Playing with more spin and height on many of her shots, Gauff was solid in baseline exchanges. Gauff moved the ball corner to corner drawing the error to break for 4-2.
The 2023 US Open champion slid a forehand winner down the line navigating a tough deuce hold to confirm the break for 5-2.
In her jittery 6-4, 3-6, 7-6 opening-round win over Moyuka Uchijima, Gauff spit up 21 double faults and her mid-court forehand frequently failed her, to the point she was sometimes hitting slice forehands on short balls.
Serving for the first set today, Gauff spun two forehand winners down the line earning set point. Bencic sprayed a forehand as Gauff wrapped a clean 53-minute opening set.
Bencic took treatment for a big toe blister then put her foot down. Bencic broke at 15 for a 2-0 second-set lead.
Picking on the Gauff forehand repeatedly, Bencic drew an errant forehand bursting out to a 3–0 lead.

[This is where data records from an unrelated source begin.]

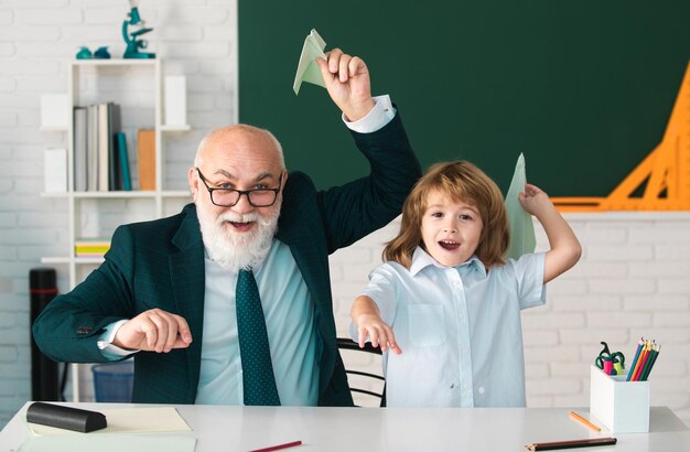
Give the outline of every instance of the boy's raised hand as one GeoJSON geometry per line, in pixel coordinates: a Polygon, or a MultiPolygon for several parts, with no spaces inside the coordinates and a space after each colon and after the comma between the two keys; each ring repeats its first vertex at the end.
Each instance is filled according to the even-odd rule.
{"type": "Polygon", "coordinates": [[[376,103],[371,97],[369,69],[358,56],[334,49],[326,58],[316,58],[328,95],[348,121],[367,116],[376,103]]]}
{"type": "Polygon", "coordinates": [[[364,344],[367,337],[369,337],[371,340],[371,345],[375,347],[380,345],[381,352],[386,352],[390,348],[396,355],[402,353],[402,349],[400,349],[398,343],[396,342],[396,336],[392,333],[391,327],[376,314],[359,315],[357,321],[357,331],[359,337],[359,348],[364,348],[364,344]]]}
{"type": "Polygon", "coordinates": [[[402,349],[396,342],[392,329],[388,323],[384,322],[376,303],[369,297],[359,295],[355,299],[351,316],[357,325],[357,338],[360,348],[364,348],[364,344],[367,337],[369,337],[371,345],[375,347],[380,346],[381,352],[390,348],[397,355],[402,353],[402,349]]]}
{"type": "Polygon", "coordinates": [[[525,184],[525,191],[520,192],[518,200],[525,212],[535,216],[539,216],[545,208],[553,205],[549,195],[532,184],[525,184]]]}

The Olympic gold medal champion converted her second set point to seal the second set and force a decider.
Prior to the final set, Bencic again took about a six-minute medical timeout for treatment for a blister on her left hand.
Dialing in her first serve, Gauff stamped her third love hold of the match edging ahead 3-2.
Through the first eight games of the decider, neither woman could manage a break point.
Then Gauff blinked in the ninth game. Squandering a 40-love lead, Gauff was decelerating on her forehand at times. Gauff scooped a backhand long then flew a forehand beyond the baseline ceding the crucial break and a 5-4 lead to Bencic.
"I mean, against Belinda is tough, because she hits the ball so low and flat, so it's tough to kind of hit how I would like, but, I mean, I made some errors in the last game and also in the game before," Gauff said. "I don't know. This feels like one of those things where I kind of have to go for more margin...
"I think there is a balance in it, but I think today, honestly, I felt like I let her dictate a lot from the backhand corner."
The Swiss' signature shot, her backhand down the line, brought Bencic match point. She closed a two hour, 20-minute win on that final Gauff floated forehand.